Couchsurfing encore et toujours

Arriver de nuit dans une ville inconnue sans adresse au préalable, à la gare routière qui se trouve dans un quartier qui craint et sans transports publics puisque c’est dimanche soir devient presque routinier. Quelques sms et un taxi plus tard, je débarque chez Lauri, qui accueille des couchsurfers tout le temps et les emmène systématiquement au crappy bar du coin parce qu’il y a soirée karaoké… tous les soirs. La veille j’étais à Miami, au milieu de la techno et du culte des apparences dans une boîte de nuit à South Beach… on se demande ce qui est préférable !

Une nuit, veille de lundi, est trop peu pour apprendre à connaître son host. J’ai vraiment eu l’impression d’être de passage, j’aurais aimé rester davantage et passer plus de temps avec elle.

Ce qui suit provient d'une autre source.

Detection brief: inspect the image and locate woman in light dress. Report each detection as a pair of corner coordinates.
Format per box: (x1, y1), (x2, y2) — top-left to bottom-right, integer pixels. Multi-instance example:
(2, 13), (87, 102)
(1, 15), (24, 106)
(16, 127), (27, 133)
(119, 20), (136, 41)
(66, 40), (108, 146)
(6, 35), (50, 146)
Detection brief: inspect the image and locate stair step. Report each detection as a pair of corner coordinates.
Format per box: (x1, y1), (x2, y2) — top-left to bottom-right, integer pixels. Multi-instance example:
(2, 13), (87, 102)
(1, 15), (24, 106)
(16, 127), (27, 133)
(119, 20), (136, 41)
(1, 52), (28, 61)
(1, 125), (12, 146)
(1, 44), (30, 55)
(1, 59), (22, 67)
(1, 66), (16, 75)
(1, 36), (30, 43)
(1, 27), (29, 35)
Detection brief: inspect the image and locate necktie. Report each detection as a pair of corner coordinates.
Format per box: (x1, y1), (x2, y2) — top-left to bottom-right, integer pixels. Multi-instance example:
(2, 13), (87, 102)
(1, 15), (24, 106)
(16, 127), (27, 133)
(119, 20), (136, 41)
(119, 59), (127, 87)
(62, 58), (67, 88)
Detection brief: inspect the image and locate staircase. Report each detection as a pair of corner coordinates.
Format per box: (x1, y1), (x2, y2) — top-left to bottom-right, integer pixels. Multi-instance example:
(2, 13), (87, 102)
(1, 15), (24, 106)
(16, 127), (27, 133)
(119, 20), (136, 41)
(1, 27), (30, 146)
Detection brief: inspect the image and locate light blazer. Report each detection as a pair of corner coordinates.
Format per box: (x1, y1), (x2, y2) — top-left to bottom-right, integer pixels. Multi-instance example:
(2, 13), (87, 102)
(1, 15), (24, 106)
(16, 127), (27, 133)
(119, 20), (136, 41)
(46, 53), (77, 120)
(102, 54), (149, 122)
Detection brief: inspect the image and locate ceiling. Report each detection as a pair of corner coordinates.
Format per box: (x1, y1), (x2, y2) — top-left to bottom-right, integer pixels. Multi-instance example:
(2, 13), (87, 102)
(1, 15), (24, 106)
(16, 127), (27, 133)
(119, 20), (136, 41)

Mais encore une fois la confiance et la générosité des Américains m’éblouit, elle part travailler et me laisse seule chez elle en disant simplement « claque la porte quand tu pars ».

Parenthèse : j’en ai profité pour prendre une douche trop longue et me laver les cheveux. Je ne regrette pas d’avoir fait ce voyage en hiver, malgré le froid, parce que je n’ai pas eu accès à une douche tous les jours, alors que les Américains sont obsédés par les odeurs corporelles et la propreté. Certains hosts en font une règle d’honneur chez eux et pour les Français c’est un cliché tenace : on pue. Mais après un lever à l’aube, quinze, vingt heures de bus et en venant de Floride, c’est normal !

J’ai une journée et mon Lonely Planet ne mentionne rien de spécial à visiter mais mon téléphone lui ne reconnaît plus ma carte sim. Je n’ai aucun moyen de remercier Lauri, contacter mon hôte du lendemain, prendre des nouvelles de mes amis et je suis perdue au milieu de la banlieue avec un bus qui ne vient pas mais un vieux papi édenté qui m’a proposé pour deux dollars de m’emmener downtown. Non merci.

Ce voyage m’a appris à relativiser. Une jeune femme m’aide et me conseille, je respire, après tout je n’ai pas besoin de téléphone, plutôt d’un café. Un peu de wifi et non, il n’y a pas de boutique AT&T à Savannah, et il est hors de question que je m’aventure au mall (perdu en banlieue, inaccessible en transports en commun, comme presque partout aux Etats-Unis) Tant pis, il fait suffisamment chaud pour être en t-shirt dans la rue, j’ai l’histoire à rattraper.

Savannah

Une très jolie ville

Savannah a une architecture très particulière : on retrouve les blocks à l’américaine, quadrillages immuables, mais ceux-ci ont un square au centre, avec des vieux chênes, de la mousse, une statue, une fontaine… Et pourtant le seul écureuil que j’ai vu grimpait à un palmier. Le Sud est doux.

Je déambule au hasard, la rue de la rivière est pavée, les bâtiments sont vieux. Je retrouve les traces du passé qui m’avaient tant manqué à Miami.

Savannah

Savannah

Savannah steamboat

En chemin vers la cathédrale St John the Baptist, une averse tombe… achat d’urgence : un parapluie ! Ca m’a rappelé l’Angleterre, la chaleur en plus. Je me réfugie dans un café et le serveur m’offre un cookie – ah ces Américains. Malheureusement le stress reprend le dessus, pas de nouvelles de l’host du lendemain, et il faut aussi que je m’occupe de trouver quelqu’un à New York.

Quand l’averse cesse je me force à sourire et découvre une cathédrale magnifique. Je ne suis pas religieuse, pas tellement croyante, mais tant de beauté, mon coeur a battu plus fort en entrant.

Savannah church

Savannah church

Le reste de l’après-midi, je le passe dans un café, pour échapper à la pluie et à l’angoisse, Miami et Savannah ont été l’étape « mon dieu qu’est-ce que je fais c’est quand que je rentre chez moi j’en ai marre quelle idée trop de problèmes je veux rentrer » du voyage. Deux heures en avance à la gare routière pour ne pas traverser de nuit le boulevard qui craint – et c’est le boulevard Martin Luther King… cartes postales et écriture de carnet. La nuit dans le bus sera affreuse, donc mémorable, la côte Est m’attend, Washington, Philadelphie, New York, Boston sont encore au programme !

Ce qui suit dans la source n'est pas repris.